Un’epidemia sociale che pare l’evoluzione contagiosa di quello stesso virus incubato dietro le stanze chiuse dei ragazzi hikikomori, altro disturbo non a caso made in Japan. E’ l’ex colosso dell’attivismo h24 in ogni in campo che ora si guarda allo specchio, scoprendo con paura il riflesso di figli amorfi e demotivati. Sul lavoro come nella vita privata. Sentimenti e passioni azzerati. Ambizioni desertificate e sogni inariditi. Non sempre non in tutti, ma il seme velenoso sta mettendo radici. Che fine fanno i “fuggiaschi consapevoli” giapponesi?”.

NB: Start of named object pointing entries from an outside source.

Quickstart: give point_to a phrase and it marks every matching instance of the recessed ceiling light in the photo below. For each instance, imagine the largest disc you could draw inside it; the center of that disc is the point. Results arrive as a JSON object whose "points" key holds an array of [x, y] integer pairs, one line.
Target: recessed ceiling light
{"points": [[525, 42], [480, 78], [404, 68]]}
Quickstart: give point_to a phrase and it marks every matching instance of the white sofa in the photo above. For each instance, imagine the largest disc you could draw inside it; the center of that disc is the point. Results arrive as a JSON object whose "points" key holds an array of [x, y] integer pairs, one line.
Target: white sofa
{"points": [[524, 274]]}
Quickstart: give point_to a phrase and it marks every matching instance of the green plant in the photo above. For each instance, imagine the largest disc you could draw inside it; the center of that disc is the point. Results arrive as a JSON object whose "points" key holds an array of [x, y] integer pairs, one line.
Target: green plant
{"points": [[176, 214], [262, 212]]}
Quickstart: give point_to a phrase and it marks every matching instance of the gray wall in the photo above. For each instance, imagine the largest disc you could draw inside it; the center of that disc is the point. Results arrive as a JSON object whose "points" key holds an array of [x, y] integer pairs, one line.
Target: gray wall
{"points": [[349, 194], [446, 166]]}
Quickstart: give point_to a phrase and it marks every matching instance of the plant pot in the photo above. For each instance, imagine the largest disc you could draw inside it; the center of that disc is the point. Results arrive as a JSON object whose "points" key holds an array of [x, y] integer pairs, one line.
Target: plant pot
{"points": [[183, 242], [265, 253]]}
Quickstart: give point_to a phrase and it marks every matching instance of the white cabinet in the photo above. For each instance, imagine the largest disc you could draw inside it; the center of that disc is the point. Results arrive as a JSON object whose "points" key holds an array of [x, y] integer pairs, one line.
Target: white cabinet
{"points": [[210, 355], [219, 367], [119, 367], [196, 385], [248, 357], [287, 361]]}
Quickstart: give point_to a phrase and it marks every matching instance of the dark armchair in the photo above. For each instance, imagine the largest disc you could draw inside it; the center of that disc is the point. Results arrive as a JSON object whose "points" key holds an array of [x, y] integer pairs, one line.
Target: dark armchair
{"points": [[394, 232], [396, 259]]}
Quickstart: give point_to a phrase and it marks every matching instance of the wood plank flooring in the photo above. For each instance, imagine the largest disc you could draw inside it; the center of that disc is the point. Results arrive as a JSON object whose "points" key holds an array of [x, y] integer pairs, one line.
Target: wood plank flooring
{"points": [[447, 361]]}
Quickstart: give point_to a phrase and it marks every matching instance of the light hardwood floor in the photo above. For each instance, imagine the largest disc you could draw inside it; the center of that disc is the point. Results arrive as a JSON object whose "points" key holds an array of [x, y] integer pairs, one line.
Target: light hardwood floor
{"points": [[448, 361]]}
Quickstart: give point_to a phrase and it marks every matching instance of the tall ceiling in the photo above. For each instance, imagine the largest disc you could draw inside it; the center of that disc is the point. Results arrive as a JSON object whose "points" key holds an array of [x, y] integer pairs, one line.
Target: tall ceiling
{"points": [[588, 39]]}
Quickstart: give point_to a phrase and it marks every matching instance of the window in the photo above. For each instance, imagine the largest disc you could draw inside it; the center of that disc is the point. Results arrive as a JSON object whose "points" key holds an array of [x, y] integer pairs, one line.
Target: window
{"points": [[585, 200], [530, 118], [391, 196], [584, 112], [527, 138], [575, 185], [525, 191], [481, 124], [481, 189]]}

“Chi evapora spesso si rifugia in quartieri marginali come Kamagasaki a Osaka, luoghi dove l’anonimato è la regola e nessuno fa domande”; così si chiude col passato illuminato dal sole pallido della routine professionale per aprire un presente nell’ombra di una notte orfana di affetti.

“I motivi che spingono a ricorrere ai “servizi yonigeya” - spiegano gli autori dell’inchiesta in stile “gonzo journalism” - nascono da situazioni di violenza domestica, debiti schiaccianti, fallimenti professionali, vergogna sociale o il peso insopportabile delle aspettative familiari. Nei casi più estremi, qualcuno richiede interventi di chirurgia estetica per rendere il distacco più definitivo”. E la sindrome dell’identità distopica si fa largo tra noi.